Kepada voa-islam.com, seorang tokoh pemuda Waringin yang tidak ingin dituliskan namanya dengan alasan keamanan, menyayangkan absennya aparat keamanan saat insiden penyerangan. Menurut pria yang berada di lokasi saat kejadian 9/11, saat insiden pecah tidak ada satupun aparat yang berjaga di perbatasan kedua belah pihak khususnya kepolisian. “Tak satu pun aparat yang datang, padahal jarak Polres cuma 200 meter dari kampung Waringin. Tapi mereka baru datang 5 jam kemudian, setelah Kampung Waringin hangus dibakar massa Kristen,” geramnya, Rabu (21/9/2011).
Malam kelabu, ratusan rumah beserta harta dan seluruh isinya di kampung Islam dibakar Salibis dalam insiden 11/9.

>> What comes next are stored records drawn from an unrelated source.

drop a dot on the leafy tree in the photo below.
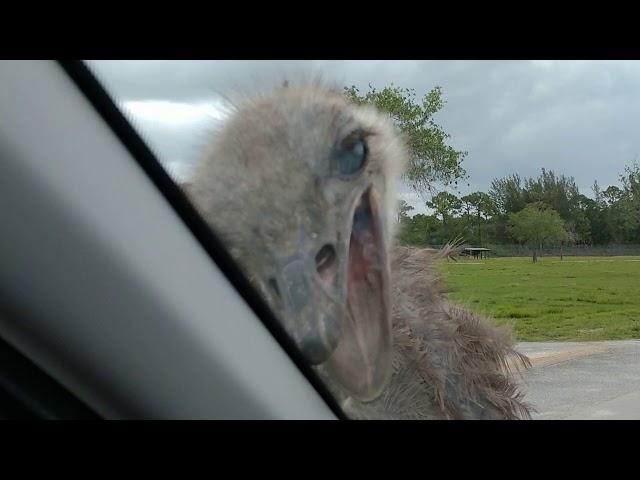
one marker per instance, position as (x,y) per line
(536,225)
(432,160)
(403,209)
(508,194)
(483,205)
(445,204)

Karena aparat absen, maka seratusan warga Muslim bertahan mati-matian mempertahankan Kampung Waringin. Tapi jumlah massa yang jauh tidak seimbang, sehingga jebollah pertahanan pemuda Muslim di tangan ribuan perusuh Kristen yang datang dari arah timur dan selatan. Warga Muslim pun dipukul mundur ke gedung telkom di sebelah kampung Waringin. Saat itulah pembakaran masjid dan ratusan rumah di kampung Waringin dilakukan dengan beringas sambil meneriakkan kalimat-kalimat SARA (yang tak pantas dituliskan di sini, red.)
Satu-satunya masjid jami' di perkampungan Islam, kampung Waringin Ambon, jadi sasaran pembakaran dalam serangan pihak Salibis, Ahad (12/09/2011).
Yang lebih menyakitkan, ujarnya, pada saat yang sama aparat kepolisian sangat sigap mengamankan wilayah Kristen saat kerusuhan, meski lokasinya sangat jauh dari Polres. “Di titik lain, saat wilayah Kristen yang jaraknya lebih jauh dari Polres terancam, belum setengah jam aparat sudah datang. “Kami minta perhatian dari aparat Polres dan Polda Maluku terhadap kampung Waringin ini, kami minta aparat membuat pos pengamanan tetap di sini,” ujarnya.
198 unit rumah warga Muslim yang dirusak dan dibakar perusuh Salibis dalam serangan 11/9
Tokoh pemuda kampung Muslim ini menambahkan, penyerangan dan pembakaran Kampung Waringin Ambon 9/11 ini bukan yang pertama dilakukan oleh perusuh Kristen. Kampung Muslim ini sudah menjadi langganan penyerangan sejak kerusuhan pertama tahun 1999.
“Ini sudah kali ketiga Kampung Waringin dibakar sejak kerusuhan pertama 1999 lalu, kami tidak ingin kejadian semacam ini terus terulang kembali,” jelasnya dengan mata berkaca-kaca.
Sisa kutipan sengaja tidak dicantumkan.